I was abhorred. She has taken care of him for years now as he's gotten progressively worse and I can't imagine how stressful that must be, but this request was hard to believe. My grandmother is a very superstitious person who believes, among many other superstitious things, that the gods are punishing her for something by having her husband come down with Alzheimer's and necessitating her taking care of his needs. She also has told me that she "prays to Buddha" and everything I know points to her viewing him as a deity, perhaps a supreme deity. I've tried to explain to her what Buddhism is, but there's a language barrier, a cultural barrier, and a lot of other barriers that have prevented any sort of understanding. That is the kind of praying I was referring to when I made my post. Anyway, my grandfather is now much better just a few days after that request; he wide awake and desiring food. He made a miraculous recovery and the doctors were wrong.

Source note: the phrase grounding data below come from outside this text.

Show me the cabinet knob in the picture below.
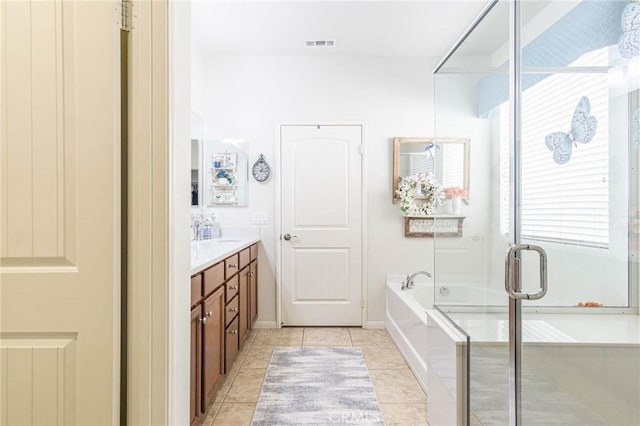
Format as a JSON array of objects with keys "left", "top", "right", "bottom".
[
  {"left": 247, "top": 271, "right": 254, "bottom": 277},
  {"left": 229, "top": 307, "right": 238, "bottom": 313},
  {"left": 229, "top": 285, "right": 238, "bottom": 290},
  {"left": 207, "top": 311, "right": 213, "bottom": 318},
  {"left": 200, "top": 317, "right": 208, "bottom": 325},
  {"left": 231, "top": 330, "right": 238, "bottom": 335},
  {"left": 228, "top": 264, "right": 237, "bottom": 269}
]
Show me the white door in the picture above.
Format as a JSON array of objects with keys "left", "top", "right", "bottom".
[
  {"left": 280, "top": 125, "right": 363, "bottom": 326},
  {"left": 1, "top": 1, "right": 120, "bottom": 424}
]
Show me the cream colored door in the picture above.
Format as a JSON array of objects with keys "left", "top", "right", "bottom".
[
  {"left": 1, "top": 1, "right": 120, "bottom": 424},
  {"left": 280, "top": 125, "right": 363, "bottom": 326}
]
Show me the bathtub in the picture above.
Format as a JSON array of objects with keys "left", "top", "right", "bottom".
[
  {"left": 386, "top": 274, "right": 640, "bottom": 426},
  {"left": 385, "top": 275, "right": 469, "bottom": 426}
]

Thanks for sharing this. I think this is actually very important, good material for collective reflection. What I would add (again, not expecting any specific answer but just points for general reflection) is:
Why should such customs and attitudes be regarded as 'abhorrent'? Or why are they generating feelings of 'abhorrence'? And if there are feelings of abhorrence, what should these feelings be attributed to - some defect in the life-practices of others and their supposed lack of understanding, or rather, a limitation or blindspot within
our own expectations?
What are the implications - not for ourselves or anyone else - but for
those other people we are speaking of, when their customs and practices regarded as mere superstition and of little real spiritual benefit to them?
Of course, i am not talking about charlatans and unethical practices that would exploit such customs and practices - it is important to speak out against this when we encounter them. But as you note yourself, your grandparents speak a different language, they have never fully been 'Americanised'. They are in fact from a different lifeworld, a different lived reality. Or to put it another way, they are of an entirely different SPACETIMEMATTERING. What you regard as 'barriers' to 'understanding' may not be so for them - and this is the difficult bit isn't it,
how are you to find out given the vast gap in conditioning/lived experience between you and them? So the challenge is:
What's preventing us from suspending judgement about the relative merits of certain customs and practices of other lifeworlds that
WE DO NOT LIVED AND HAVED NOT LIVED? What is there to gain/lose by passing judgement? What is there to gain/lose by NOT passing judgement? What's so challenging about simply accepting
difference?
I mean, sure, for the purpose of discussion, it may be useful to talk about how their customs and practices differ from the ones we prefer. But at the end of the day, I think what tends to get lost is this important question:
In whose interest, and to what ends, does making judgements about the
relative merits of these customs and practices of other lifeworlds (which we DO NOT LIVED AND HAVED NOT LIVED), serve?